Pour un exemple inspirant de la démocratie interne en action, ne cherchez pas plus loin que le document d’information de DiEM25 sur les élections françaises.
Par Alex Sakalis (publié initialement en anglais dans openDemocracy)
Nous savons tous que la démocratie est en mauvais état dans l’Union Européenne. Depuis la tragédie grecque de 2015, lorsque le voile a été levé sur le fonctionnement interne de l’Union européenne, il est clair que la démocratie n’est plus prêchée et encore moins pratiquée. Mais en même temps, de nouveaux processus démocratiques sont inventés. Un exemple de cela est DiEM25 : un mouvement paneuropéen et démocratique, dans sa manière de débattre des prochaines élections françaises.
Les membres français de DiEM25 ont commencé le débat entre eux, dans leurs DSC locaux (collectifs spontanés démocratiques) et sur le forum DiEM25. Afin que les non-francophones puissent suivre et participer au débat, il y avait aussi un Fil de débat en anglais, où les membres français résumaient ce qui était discuté et engagé, avec d’autres membres à travers l’Europe.
Le résultat a été un briefing écrit par les membres de DiEM25 France et approuvé par le Collectif de Coordination de DiEM, résumant chacune des principales politiques des candidats vis-à-vis de l’économie, de l’environnement et de la solidarité européenne.
Le document donne une brève évaluation des forces et des faiblesses de chaque candidat du point de vue du New Deal Européen De DiEM25. Il s’agit d’un ouvrage de fond et d’une ouverture de discussion conçue pour servir de base à la réflexion interne sur la position officielle de DiEM25 à l’égard du premier tour des élections présidentielles françaises. Le briefing pose également des questions intéressantes. Qui a les meilleures politiques sur l’environnement? Qui peut mieux guérir une société tendue qui travaille encore sous un «état d’urgence»? Et qu’est-il arrivé au prometteur Benoit Hamon?
Voici le briefing:
La position de DiEM25 pour les élections présidentielles et législatives françaises de 2017
Ce texte, écrit par les membres de DiEM25 France et approuvé par le Collectif Coordinateur, s’entend comme un briefing d’information qui serve de base pour une délibération interne à DiEM25, sur la position officielle à adopter vis-à-vis de l’élection présidentielle française (en particulier le premier tour).

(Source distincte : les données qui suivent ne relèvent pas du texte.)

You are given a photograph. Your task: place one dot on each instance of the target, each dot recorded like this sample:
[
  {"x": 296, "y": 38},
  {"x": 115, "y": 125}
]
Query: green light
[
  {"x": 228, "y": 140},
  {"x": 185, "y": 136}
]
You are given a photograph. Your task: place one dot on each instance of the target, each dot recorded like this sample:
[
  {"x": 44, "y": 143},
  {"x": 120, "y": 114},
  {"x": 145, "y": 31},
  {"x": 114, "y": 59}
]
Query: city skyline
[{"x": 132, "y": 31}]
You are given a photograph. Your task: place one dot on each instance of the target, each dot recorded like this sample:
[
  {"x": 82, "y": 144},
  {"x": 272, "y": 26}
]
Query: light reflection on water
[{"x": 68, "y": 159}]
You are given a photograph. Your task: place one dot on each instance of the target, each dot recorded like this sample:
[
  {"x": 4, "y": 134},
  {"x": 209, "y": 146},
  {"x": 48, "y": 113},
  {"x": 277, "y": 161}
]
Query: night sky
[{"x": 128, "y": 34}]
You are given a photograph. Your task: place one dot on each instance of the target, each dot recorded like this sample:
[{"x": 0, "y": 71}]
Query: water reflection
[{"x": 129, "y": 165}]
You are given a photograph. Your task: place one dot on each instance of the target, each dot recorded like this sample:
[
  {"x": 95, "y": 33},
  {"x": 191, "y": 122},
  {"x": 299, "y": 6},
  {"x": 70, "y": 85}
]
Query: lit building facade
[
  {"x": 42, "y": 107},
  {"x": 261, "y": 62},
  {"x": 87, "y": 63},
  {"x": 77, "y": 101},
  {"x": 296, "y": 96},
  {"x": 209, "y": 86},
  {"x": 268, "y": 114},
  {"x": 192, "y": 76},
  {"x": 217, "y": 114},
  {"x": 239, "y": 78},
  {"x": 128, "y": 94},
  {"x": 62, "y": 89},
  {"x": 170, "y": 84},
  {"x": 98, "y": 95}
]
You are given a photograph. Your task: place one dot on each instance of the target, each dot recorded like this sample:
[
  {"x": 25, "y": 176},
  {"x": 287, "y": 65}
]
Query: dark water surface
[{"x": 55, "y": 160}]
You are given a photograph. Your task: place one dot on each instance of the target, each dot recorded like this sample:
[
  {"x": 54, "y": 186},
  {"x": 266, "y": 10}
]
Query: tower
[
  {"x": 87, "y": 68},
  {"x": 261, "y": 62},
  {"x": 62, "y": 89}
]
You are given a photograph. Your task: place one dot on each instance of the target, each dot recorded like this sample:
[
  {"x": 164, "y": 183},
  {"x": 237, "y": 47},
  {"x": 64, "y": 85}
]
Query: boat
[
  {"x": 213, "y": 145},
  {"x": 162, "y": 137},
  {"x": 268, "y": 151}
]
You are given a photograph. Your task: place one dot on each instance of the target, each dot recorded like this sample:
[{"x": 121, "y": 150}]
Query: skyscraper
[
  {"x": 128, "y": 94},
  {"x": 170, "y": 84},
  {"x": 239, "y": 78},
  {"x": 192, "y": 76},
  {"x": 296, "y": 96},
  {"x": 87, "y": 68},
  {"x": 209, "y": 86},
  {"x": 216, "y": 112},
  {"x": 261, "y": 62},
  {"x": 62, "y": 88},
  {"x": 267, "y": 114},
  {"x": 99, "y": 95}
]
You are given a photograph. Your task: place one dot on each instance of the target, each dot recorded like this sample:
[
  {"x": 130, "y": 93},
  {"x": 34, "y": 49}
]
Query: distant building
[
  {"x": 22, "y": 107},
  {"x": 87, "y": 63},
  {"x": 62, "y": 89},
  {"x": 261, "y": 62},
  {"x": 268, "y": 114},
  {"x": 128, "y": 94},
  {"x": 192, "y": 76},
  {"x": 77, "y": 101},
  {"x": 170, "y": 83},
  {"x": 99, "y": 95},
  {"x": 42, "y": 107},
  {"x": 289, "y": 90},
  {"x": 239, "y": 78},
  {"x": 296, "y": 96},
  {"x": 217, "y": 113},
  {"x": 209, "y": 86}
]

Le système politique français (la Cinquième République), qui concentre de nombreux pouvoirs dans les mains d’une seule personne (le Président) et subordonne de facto le Parlement à l’exécutif, est très loin des principes démocratiques promus par DiEM25. Le fait que les élections législatives aient lieu un mois après les présidentielles tend à favoriser les candidats soutenant le président récemment élu. Par ailleurs, le système électoral (uninominal à deux tours, sans proportionnelle) favorise les grands partis installés, au détriment des formations nouvelles ou disposant de moins de moyens. De fait, deux candidats – Benoît Hamon et Jean-Luc Mélenchon – ont inscrit dans leurs programmes l’instauration de la Sixième République, c’est-à-dire une refonte radicale du système politique français.
Elections présidentielles
En 2017, 11 candidats se présentent au premier tour de l’élection présidentielle, dont 5 ont – ou pourraient avoir – des perspectives crédibles de succès : François Fillon (Les Républicains – LR, droite dure), Marine Le Pen (Front National – FN, extrème-droite), Emmanuel Macron (En Marche – EM, centre-droit et centre gauche), Benoît Hamon (Parti Socialiste – PS, gauche, allié avec Europe-Ecologie Les Verts – EELV), Jean-Luc Mélenchon (France Insoumise – FI, gauche radicale).
Il n’est pas nécessaire de détailler les positions de Marine Le Pen, qui propose que la France quitte l’Euro et l’Union Européenne (Frexit), ni celles de François Fillon, qui, sur la question européenne, est aligné sur Angela Merkel, et, du point de vue économique et social, propose des politiques d’austérité dévastatrices. Il est cependant important de noter que Marine Le Pen semble presque assurée de figurer au second tour. Comme, selon les enquêtes d’opinion, Marine Le Pen serait battue au second tour quel que soit son adversaire, cela signifie que l’autre candidat qui arrivera dans les deux premiers à l’issue du premier tour sera quasiment certain d’être le prochain président de la République.
DiEM25, par conséquent, est limité à évaluer les mérites relatifs de trois candidats : Benoît Hamon, Emmanuel Macron, et Jean-Luc Mélenchon.
Benoît Hamon
Sur la reprise économique en Europe, Benoît Hamon propose un programme basé sur l’investissement vert et la transition écologique, la mutualisation de la dette et son rachat par la BCE, la convergence sociale et un salaire européen minimum, une politique d’accueil des réfugiés, l’harmonisation fiscale et un budget européens, la suspension du CETA.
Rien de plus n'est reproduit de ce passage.